# Evaluations - Intro

Langchain offers various types of evaluator to measure the performance of your apps. You can see the entire list with the following code section.

1. String Evaluators: assess the predicted string for a given input, usually compared against a reference string. `StringEvaluator`
2. Trajectory Evaluators: evalaute the entire trajectory of the agent actions. `AgentTrajectoryEvaluator`
3. Comparison Evaluators: compare predictions from 2 runs on a common input. `PairwiseStringEvaluator`

Based on these classes the following `EvaluatorTypes` are available`

In [1]:
from langchain.evaluation import EvaluatorType

for i, e in enumerate(EvaluatorType):
    print(f"{i+1}. EvaluatorType.{e.name} - ({e.value})")
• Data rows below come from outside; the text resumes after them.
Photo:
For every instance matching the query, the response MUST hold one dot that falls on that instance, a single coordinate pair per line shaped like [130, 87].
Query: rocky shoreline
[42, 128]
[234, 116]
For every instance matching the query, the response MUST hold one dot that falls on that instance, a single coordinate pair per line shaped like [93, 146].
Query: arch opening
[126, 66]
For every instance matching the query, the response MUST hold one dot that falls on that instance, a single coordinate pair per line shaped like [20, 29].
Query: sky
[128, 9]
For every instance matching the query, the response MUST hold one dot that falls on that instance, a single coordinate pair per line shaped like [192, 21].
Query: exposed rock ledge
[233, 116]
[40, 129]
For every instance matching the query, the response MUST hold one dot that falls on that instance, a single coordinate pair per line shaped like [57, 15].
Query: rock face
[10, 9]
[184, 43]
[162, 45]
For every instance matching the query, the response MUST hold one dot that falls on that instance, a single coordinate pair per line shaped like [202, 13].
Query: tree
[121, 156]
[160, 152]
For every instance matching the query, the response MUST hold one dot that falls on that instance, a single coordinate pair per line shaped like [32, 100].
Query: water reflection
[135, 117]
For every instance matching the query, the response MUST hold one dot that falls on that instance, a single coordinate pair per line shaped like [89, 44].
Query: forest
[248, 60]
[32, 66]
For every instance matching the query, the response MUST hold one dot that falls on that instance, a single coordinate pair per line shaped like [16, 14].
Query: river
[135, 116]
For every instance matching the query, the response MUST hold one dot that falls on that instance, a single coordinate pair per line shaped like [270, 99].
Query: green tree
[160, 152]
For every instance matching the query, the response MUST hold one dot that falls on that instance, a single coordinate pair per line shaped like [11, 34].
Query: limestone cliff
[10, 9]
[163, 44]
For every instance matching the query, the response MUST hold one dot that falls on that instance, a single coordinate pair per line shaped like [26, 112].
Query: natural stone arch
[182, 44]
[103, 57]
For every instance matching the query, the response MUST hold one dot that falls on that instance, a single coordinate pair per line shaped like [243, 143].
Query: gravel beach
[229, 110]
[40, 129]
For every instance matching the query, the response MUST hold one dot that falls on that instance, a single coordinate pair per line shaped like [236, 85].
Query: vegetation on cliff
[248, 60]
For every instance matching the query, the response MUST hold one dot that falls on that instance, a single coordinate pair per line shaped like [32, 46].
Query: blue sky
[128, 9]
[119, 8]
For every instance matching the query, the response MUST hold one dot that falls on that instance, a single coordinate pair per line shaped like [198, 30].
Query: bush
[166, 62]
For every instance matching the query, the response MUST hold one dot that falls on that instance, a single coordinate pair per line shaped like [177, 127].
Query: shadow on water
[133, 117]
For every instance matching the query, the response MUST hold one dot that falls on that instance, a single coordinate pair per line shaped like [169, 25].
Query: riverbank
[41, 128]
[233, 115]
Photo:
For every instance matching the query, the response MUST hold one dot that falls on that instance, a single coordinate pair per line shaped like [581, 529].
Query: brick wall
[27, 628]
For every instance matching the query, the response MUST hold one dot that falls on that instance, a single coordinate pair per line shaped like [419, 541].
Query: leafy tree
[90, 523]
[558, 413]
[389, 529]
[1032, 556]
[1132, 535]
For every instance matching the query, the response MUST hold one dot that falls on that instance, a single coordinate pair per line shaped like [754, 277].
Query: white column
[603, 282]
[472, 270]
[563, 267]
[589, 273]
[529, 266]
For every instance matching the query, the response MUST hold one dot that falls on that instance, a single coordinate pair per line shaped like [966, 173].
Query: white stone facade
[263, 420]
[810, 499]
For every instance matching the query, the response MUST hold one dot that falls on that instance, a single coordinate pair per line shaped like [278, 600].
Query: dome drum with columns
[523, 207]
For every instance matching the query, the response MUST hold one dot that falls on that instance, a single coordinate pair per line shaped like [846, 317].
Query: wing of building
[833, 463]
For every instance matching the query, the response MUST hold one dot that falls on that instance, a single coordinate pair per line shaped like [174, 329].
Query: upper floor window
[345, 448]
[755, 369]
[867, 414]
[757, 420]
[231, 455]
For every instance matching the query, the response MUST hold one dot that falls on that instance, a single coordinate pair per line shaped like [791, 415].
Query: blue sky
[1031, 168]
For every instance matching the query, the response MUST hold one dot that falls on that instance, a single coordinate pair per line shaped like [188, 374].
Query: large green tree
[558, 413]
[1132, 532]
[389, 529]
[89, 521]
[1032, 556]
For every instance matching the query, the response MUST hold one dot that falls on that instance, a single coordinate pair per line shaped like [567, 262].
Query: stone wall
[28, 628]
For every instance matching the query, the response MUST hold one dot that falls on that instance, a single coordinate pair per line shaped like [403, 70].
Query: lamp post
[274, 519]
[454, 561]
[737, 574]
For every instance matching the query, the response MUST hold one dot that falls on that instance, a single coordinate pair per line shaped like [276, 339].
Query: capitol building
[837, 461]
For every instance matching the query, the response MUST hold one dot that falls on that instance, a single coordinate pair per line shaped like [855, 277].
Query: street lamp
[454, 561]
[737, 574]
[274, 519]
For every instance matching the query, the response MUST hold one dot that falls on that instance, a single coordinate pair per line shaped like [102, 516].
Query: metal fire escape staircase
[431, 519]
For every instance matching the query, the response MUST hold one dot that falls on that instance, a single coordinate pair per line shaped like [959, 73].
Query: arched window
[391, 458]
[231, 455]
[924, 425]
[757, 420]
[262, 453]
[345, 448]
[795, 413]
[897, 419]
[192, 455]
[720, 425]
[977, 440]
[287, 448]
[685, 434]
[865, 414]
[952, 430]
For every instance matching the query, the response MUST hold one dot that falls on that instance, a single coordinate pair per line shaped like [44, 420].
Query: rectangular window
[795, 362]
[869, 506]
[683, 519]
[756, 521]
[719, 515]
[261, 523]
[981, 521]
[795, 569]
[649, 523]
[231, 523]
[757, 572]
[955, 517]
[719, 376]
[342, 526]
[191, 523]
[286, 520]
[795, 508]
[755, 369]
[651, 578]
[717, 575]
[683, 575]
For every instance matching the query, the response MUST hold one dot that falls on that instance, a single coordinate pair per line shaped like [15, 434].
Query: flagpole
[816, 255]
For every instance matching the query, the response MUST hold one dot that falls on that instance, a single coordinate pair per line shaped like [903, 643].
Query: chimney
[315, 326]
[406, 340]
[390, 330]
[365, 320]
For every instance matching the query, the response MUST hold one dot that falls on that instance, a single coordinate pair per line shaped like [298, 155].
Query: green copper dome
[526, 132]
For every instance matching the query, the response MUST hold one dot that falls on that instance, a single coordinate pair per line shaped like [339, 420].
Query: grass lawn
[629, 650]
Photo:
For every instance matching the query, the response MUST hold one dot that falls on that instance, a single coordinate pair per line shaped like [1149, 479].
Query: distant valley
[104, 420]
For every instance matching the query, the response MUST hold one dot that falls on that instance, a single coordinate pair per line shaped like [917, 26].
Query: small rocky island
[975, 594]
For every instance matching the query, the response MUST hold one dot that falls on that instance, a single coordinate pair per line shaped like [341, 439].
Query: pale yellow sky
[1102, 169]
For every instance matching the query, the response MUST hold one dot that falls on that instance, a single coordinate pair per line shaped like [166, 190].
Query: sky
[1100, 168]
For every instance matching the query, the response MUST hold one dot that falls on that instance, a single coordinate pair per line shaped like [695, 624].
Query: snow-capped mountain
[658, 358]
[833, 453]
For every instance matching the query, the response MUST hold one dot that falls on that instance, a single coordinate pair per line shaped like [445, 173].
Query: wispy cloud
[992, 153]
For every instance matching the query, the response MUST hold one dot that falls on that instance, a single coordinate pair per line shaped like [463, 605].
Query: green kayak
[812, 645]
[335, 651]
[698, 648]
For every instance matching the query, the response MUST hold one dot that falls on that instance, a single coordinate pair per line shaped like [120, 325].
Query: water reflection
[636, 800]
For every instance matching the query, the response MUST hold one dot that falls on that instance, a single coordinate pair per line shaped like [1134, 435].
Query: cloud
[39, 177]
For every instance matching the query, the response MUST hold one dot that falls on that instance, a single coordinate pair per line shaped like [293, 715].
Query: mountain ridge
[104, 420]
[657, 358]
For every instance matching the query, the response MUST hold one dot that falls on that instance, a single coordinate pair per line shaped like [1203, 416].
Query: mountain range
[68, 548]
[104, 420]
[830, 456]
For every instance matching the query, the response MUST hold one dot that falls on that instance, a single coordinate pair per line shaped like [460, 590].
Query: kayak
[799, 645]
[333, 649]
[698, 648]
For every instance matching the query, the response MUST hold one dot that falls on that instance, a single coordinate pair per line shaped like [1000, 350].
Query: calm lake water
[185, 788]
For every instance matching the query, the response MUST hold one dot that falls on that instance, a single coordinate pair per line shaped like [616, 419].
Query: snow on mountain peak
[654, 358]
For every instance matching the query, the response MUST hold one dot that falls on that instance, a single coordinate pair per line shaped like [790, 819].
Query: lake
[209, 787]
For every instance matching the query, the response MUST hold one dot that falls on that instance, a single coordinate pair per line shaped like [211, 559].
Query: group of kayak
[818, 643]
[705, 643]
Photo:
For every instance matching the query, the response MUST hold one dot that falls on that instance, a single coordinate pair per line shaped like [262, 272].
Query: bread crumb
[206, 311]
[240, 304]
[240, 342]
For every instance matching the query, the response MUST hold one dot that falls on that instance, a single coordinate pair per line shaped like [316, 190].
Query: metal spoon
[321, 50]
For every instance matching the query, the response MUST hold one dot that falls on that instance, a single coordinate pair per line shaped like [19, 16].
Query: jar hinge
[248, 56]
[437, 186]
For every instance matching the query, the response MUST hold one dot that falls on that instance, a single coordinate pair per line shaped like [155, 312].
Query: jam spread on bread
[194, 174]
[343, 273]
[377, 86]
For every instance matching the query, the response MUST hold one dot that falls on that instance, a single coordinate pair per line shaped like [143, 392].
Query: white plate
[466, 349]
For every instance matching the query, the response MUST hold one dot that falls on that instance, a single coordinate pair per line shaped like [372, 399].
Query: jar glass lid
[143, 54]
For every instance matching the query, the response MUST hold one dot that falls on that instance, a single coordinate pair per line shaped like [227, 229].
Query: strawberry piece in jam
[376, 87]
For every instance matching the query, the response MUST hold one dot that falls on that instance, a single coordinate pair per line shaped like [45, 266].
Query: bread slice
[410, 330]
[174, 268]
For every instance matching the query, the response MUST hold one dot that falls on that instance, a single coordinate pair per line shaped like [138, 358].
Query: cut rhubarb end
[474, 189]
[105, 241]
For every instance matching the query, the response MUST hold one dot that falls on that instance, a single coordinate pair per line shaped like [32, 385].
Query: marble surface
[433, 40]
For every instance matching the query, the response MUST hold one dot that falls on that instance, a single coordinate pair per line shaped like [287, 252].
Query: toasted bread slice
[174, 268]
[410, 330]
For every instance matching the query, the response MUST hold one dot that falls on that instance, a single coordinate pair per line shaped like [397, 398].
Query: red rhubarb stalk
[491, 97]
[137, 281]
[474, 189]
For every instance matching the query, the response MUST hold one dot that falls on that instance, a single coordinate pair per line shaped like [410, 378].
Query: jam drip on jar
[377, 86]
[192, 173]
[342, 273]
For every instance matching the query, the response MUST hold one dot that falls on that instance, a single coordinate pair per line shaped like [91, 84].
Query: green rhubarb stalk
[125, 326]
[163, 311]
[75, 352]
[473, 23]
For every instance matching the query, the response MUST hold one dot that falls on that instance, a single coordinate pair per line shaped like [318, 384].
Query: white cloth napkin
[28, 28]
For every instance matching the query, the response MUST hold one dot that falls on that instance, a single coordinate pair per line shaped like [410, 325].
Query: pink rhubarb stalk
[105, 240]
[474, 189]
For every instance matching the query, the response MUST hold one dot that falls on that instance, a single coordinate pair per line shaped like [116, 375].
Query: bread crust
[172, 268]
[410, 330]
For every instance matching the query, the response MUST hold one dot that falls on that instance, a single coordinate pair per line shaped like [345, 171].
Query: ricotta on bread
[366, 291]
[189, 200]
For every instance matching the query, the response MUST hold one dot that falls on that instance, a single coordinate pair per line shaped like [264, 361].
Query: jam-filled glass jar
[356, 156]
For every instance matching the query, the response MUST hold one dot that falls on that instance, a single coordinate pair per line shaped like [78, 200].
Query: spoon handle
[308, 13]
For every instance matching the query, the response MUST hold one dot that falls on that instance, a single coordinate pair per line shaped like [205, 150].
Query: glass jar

1. EvaluatorType.QA - (qa)
2. EvaluatorType.COT_QA - (cot_qa)
3. EvaluatorType.CONTEXT_QA - (context_qa)
4. EvaluatorType.PAIRWISE_STRING - (pairwise_string)
5. EvaluatorType.LABELED_PAIRWISE_STRING - (labeled_pairwise_string)
6. EvaluatorType.AGENT_TRAJECTORY - (trajectory)
7. EvaluatorType.CRITERIA - (criteria)
8. EvaluatorType.LABELED_CRITERIA - (labeled_criteria)
9. EvaluatorType.STRING_DISTANCE - (string_distance)
10. EvaluatorType.PAIRWISE_STRING_DISTANCE - (pairwise_string_distance)
11. EvaluatorType.EMBEDDING_DISTANCE - (embedding_distance)
12. EvaluatorType.PAIRWISE_EMBEDDING_DISTANCE - (pairwise_embedding_distance)


In [2]:
from langchain.evaluation import load_evaluator

evaluator = load_evaluator("criteria", criteria="conciseness")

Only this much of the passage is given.